Berbagai fenomena prilaku peserta didik dewasa ini seperti tawuran, penyalahgunaan obat-obatan terlarang dan psikotropika, prilaku seksual menyimpang, degradasi moral, pencapaian hasil belajar yang tidak memuaskan, tidak lulus ujian, dan lain sebagainya, serta seringnya masyarakat disuguhi peristiwa perampokan, mutilasi, dan terorisme yang akhir-akhir ini. Peristiwa ini bukan hanya fenomena kota besar seperti Jakarta, tetapi sudah merambah ke kampung-kampung di daerah lain, seperti Kendal, Batang, Boyolali, bahkan kota besar lainnya seperti Surabaya, Medan dan beberapa daerah lainnya.
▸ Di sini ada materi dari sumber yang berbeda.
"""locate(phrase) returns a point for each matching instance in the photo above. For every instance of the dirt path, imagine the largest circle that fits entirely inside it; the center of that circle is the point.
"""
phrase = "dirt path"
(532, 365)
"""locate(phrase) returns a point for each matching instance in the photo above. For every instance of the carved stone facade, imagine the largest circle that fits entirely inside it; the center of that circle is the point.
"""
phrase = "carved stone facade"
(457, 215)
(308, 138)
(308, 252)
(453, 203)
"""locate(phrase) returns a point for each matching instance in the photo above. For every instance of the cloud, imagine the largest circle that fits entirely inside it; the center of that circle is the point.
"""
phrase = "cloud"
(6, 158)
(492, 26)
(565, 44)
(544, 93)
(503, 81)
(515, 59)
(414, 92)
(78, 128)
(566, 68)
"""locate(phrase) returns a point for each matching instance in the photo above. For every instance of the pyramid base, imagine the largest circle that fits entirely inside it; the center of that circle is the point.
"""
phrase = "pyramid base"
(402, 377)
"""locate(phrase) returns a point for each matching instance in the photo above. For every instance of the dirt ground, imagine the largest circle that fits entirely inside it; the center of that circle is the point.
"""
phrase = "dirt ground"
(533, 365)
Bahkan sudah cukup lama masyarakat disuguhi peristiwa tawuran antar pelajar Jakarta, pelajar membentuk Gank bukan hanya laki-laki yang melakukan tawuran tetapi pelajar wanita juga telah melakukan tawuran antar Gank menunjukkan bahwa tujuan pendidikan yang salah satu upaya pencapaiannya melalui proses pembelajaran, belum sepenuhnya mampu menjawab atau memecahkan berbagai persoalan tersebut di atas.[1]
Guna memecahkan persoalan-persoalan di atas, proses pendidikan dan pembelajaran perlu bersinergi dengan pelayanan bimbingan dan konseling di sekolah perlu dilakukan sehingga benar-benar memberikan kontribusi pada pencapaian visi, misi dan tujuan sekolah yang bersangkutan. Di samping itu, optimalisasi pelayanan bimbingan dan konseling di sekolah perlu didukung oleh sumber daya manusia yang memadai. 
Yahya Muhaimin yang saat menjabat Mentri Pendidikan Nasional (MENDIKNAS), membawa isu pendidikan budi pekerti di sekolah. Pendidikan budi pekerti menjadi gebrakan mendiknas yang paling menonjol saat itu. Bahkan budi pekerti menjadi ukuran untuk kelulusan siswa dalam ujian akhir (Ebta/Ebtanas), sesuatu yang tidak terjadi sebelumnya.[2]
Para ahli dan praktisi pendidikan tampaknya sepakat bahwa pendidikan budi pekerti atau moralitas sangat penting dan mesti segera terwujud. Namun bagaimana bentuknya, cara dan modelnya, ukurannya, pelakunya, penilaiannya, dan semacamnya pada saat itu masih menjadi bahan perbincangan dan mungkin juga perdebatan. [3]
Praktek etika dan budi pekerti tidak akan cukup hanya diberikan sebagai pelajaran yang konsekuensinya hafalan atau lulus dalam ujian tertulis. Barangkali akan baik jika mata pelajaran yang biasanya kearah kognitif diorientasikan pada pemberian alokasi waktu untuk mengajak anak didik mendiskusikan topik-topik atau bagian-bagian dari apa yan disebut moral. Sedangkan prakteknya harus diukur dari kehidupan keseharian. Kelulusan anak didik tidak cukup hanya dengan mengantongi nilai kategori lulus ujian tertulis mata pelajaran budi pekerti, namun harus dilihat kepribadian, tingkah laku sehari-hari.
Ada beberapa alasan mengapa pelayanan bimbingan dan koseling diperlukan dalam dunia pendidikan terutama dalam lingkup sekolah atau madrasah. Alasan tersebut adalah:
Pertama, perkembangan IPTEK. Perkembangan ilmu pengetahuan dan teknologi yang demikian cepat menimbulkan perubahan-perubahan dalam berbagai sendi kehidupan seperti sosial, budaya, politik, ekonomi, industri dan lain sebagainya. Di satu sisi, perkembangan IPTEK juga berdampak pada berkembangnya sejumlah karier atau jenis lapangan pekerjaan tertentu. Di sisi lain, perkembangan IPTEK akan membawa dampak pada timbulnya masalah hubungan sosial, tenaga ahli, lapangan pekerjaan, pengangguran dan lain sebagainya. Selain itu perkembangan IPTEK juga membawa dampak positif dan negative. Seiring dengan hal tersebut, lajunya pertumbuhan penduduk juga semakin menambah kompleksnya masalah.